Count external links

author: Étienne Loks <etienne.loks@iggdrasil.net> 2019-08-07 23:15:17 +0200
committer: Étienne Loks <etienne.loks@iggdrasil.net> 2019-08-07 23:15:45 +0200
commit: 838fd71728067d34a490f4a6fcaa3a09a460ef0a (patch)
tree: 1d45ace92fce2be464fd85ffeb8181fac8db1de7
parent: 37036fde028b0c1c5f9db06b71bbd4bc9a287e51 (diff)
download: Comm-on-net-838fd71728067d34a490f4a6fcaa3a09a460ef0a.tar.bz2
Comm-on-net-838fd71728067d34a490f4a6fcaa3a09a460ef0a.zip
3 files changed, 27 insertions, 9 deletions
diff --git a/Makefile b/Makefile
index 20e1e24..9ce49e9 100644
--- a/Makefile
+++ b/Makefile
@@ -30,6 +30,9 @@ regenerate_all: migrate  ## regenerate all the database
 	$(PYTHON) manage.py import_csv_autres data_src/autres.csv
 
 
+crawl:  ## launch crawl on the first planified crawler
+	$(PYTHON) manage.py launch_crawl --first-available
+
 run:  ## run test server
 	$(PYTHON) manage.py runserver 0.0.0.0:8000
 
@@ -37,4 +40,4 @@ generate_graphs:  ## generate graph model for documentation
 	$(PYTHON) manage.py graph_models \
 		-S --arrow-shape normal -g -n -L fr-fr $(APPS) > /tmp/$(PROJECT).dot
 	dot -Tpng /tmp/$(PROJECT).dot > docs/images/models.png
-	rm /tmp/$(PROJECT).dot
-\ No newline at end of file
+	rm /tmp/$(PROJECT).dot
diff --git a/commcrawler/admin.py b/commcrawler/admin.py
index a89c871..015457e 100644
--- a/commcrawler/admin.py
+++ b/commcrawler/admin.py
@@ -6,6 +6,7 @@ from pygments.formatters.html import HtmlFormatter
 
 from ajax_select import make_ajax_form
 from django.contrib import admin
+from django.utils.translation import ugettext_lazy as _
 from django.utils.safestring import mark_safe
 
 from commonnet.admin_site import admin_site
@@ -36,7 +37,7 @@ class CrawlResultAdmin(admin.ModelAdmin):
         "nb_images", "nb_facebook", "nb_twitter", "nb_instagram", "nb_youtube",
         "nb_dailymotion", "nb_vimeo", "nb_video", "nb_audio", "nb_internal_pdf",
         "nb_external_pdf", "nb_internal_office", "nb_external_office",
-        "is_online", "redirection",
+        "is_online", "redirection", "crawl_result_prettified"
     )
     exclude = ("crawl_result",)
     form = make_ajax_form(model, {'target': 'target'})

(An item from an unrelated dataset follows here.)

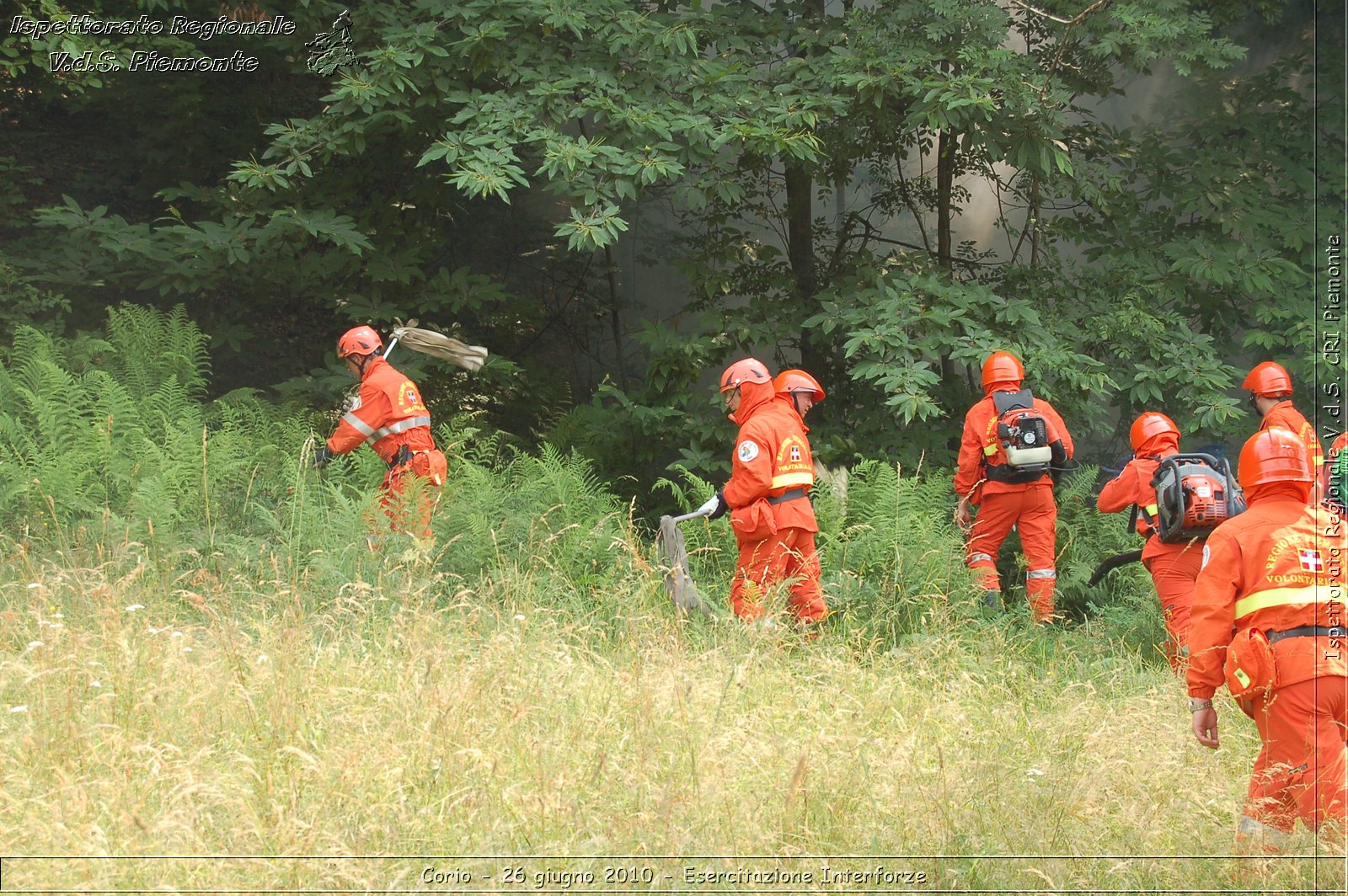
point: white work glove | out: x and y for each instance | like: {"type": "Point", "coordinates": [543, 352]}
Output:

@@ -48,6 +49,8 @@ class CrawlResultAdmin(admin.ModelAdmin):
         style = "<style>" + formatter.get_style_defs() + "</style><br>"
         return mark_safe(style + response)
 
+    crawl_result_prettified.short_description = _("Crawl result")
+
 
 admin_site.register(models.CrawlResult, CrawlResultAdmin)
 
diff --git a/commcrawler/scrapy.py b/commcrawler/scrapy.py
index 47a0521..7f7bea5 100644
--- a/commcrawler/scrapy.py
+++ b/commcrawler/scrapy.py
@@ -1,5 +1,6 @@
 import datetime
 import tldextract
+from urllib.parse import urldefrag
 
 import scrapy
 from scrapy.crawler import CrawlerProcess
@@ -13,9 +14,6 @@ from django.utils import timezone
 from . import models
 
 """
-nb_external_link
-nb_internal_link
-nb_images
 nb_facebook
 nb_twitter
 nb_instagram
@@ -33,7 +31,13 @@ redirection
 CrawlLink
 """
 
-MAX_LINKS = 500
+
+def clean_url(url):
+    url, __ = urldefrag(url)  # remove anchors
+    return url
+
+
+MAX_LINKS = None  # if None no max
 TIMEOUT = datetime.timedelta(minutes=settings.CRAWL_TIMEOUT)
 
 
@@ -112,17 +116,24 @@ class DefaultSpider:
             try:
                 self._parse_image(response, result)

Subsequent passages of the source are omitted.